Sempre que vejo um daqueles outdoors que diz: “Privacidade. Isso é o iPhone”, sou dominada pela vontade de jogar meu próprio iPhone em um rio. De lava.
Isso não é porque o iPhone é melhor ou pior do que outros smartphones quando se trata de privacidade digital. (Eu usaria um iPhone em um telefone Android em um segundo; gosto da ilusão de controle sobre minha vida digital tanto quanto qualquer outra pessoa.)
O que é irritante é a ideia de que carregar o mais sofisticado dispositivo de rastreamento e monitoramento já forjado pela mão do homem é consistente com qualquer compreensão de privacidade. Não é. Pelo menos não com qualquer concepção de privacidade que nossa espécie tinha antes do iPhone.

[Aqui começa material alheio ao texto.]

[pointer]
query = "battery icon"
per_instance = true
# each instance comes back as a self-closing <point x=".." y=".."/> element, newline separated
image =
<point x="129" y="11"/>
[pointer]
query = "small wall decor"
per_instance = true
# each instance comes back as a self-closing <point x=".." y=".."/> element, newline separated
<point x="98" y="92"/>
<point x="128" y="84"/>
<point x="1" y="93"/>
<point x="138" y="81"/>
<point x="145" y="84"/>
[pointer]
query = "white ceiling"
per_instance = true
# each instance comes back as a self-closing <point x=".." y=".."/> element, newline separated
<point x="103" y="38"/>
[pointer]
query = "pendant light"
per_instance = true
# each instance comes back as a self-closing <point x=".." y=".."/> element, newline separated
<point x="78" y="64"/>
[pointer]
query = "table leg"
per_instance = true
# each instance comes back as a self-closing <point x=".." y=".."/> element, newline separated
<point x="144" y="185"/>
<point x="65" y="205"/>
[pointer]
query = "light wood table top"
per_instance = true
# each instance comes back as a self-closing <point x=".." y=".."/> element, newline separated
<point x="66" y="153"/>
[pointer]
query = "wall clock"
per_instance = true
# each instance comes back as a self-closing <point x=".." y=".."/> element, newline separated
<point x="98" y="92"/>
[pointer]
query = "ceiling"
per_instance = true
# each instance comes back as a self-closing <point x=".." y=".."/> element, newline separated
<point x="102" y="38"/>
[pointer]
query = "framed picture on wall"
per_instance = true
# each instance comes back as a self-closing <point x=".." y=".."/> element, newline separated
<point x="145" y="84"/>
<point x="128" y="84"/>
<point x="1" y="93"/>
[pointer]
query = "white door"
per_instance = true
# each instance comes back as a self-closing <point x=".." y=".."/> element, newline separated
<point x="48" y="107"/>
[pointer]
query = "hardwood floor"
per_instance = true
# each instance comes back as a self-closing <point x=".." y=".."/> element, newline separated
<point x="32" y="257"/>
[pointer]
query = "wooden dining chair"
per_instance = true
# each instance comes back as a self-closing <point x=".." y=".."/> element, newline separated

Conciliar a ideia de privacidade com nosso mundo digital exige abraçar uma profunda dissonância cognitiva. Existir em 2022 é ser vigiado, rastreado, marcado e monitorado – na maioria das vezes com fins lucrativos. A não ser sair da grade, não há como contornar isso.
Considere apenas na semana passada: a Apple lançou um atualização de software surpresa para seus iPhones, iPads e Macs destinados a remover vulnerabilidades a empresa diz pode ter sido explorado por hackers sofisticados. Na semana anterior, um ex-Google engenheiro descoberto que a Meta, empresa controladora do Facebook e Instagram, estava usando um pedaço de código para rastrear usuários dos aplicativos do Facebook e Instagram pela internet sem o seu conhecimento. Na Grécia, o primeiro-ministro e seu governo foram consumidos por um escândalo cada vez maior em que são acusados de espionar os smartphones de um líder da oposição e de um jornalista.
E este mês A Amazon anunciou que estava criando um programa chamado “Ring Nation” – uma espécie de “America’s Funniest Home Videos” composto de imagens gravadas pelas campainhas Ring da empresa. Essas campainhas de vídeo, vendidas pela Amazon e outras empresas, agora estão vigiando milhões de lares americanos e são frequentemente usadas pelos departamentos de polícia como, efetivamente, redes de vigilância. Tudo em nome do combate ao crime, é claro.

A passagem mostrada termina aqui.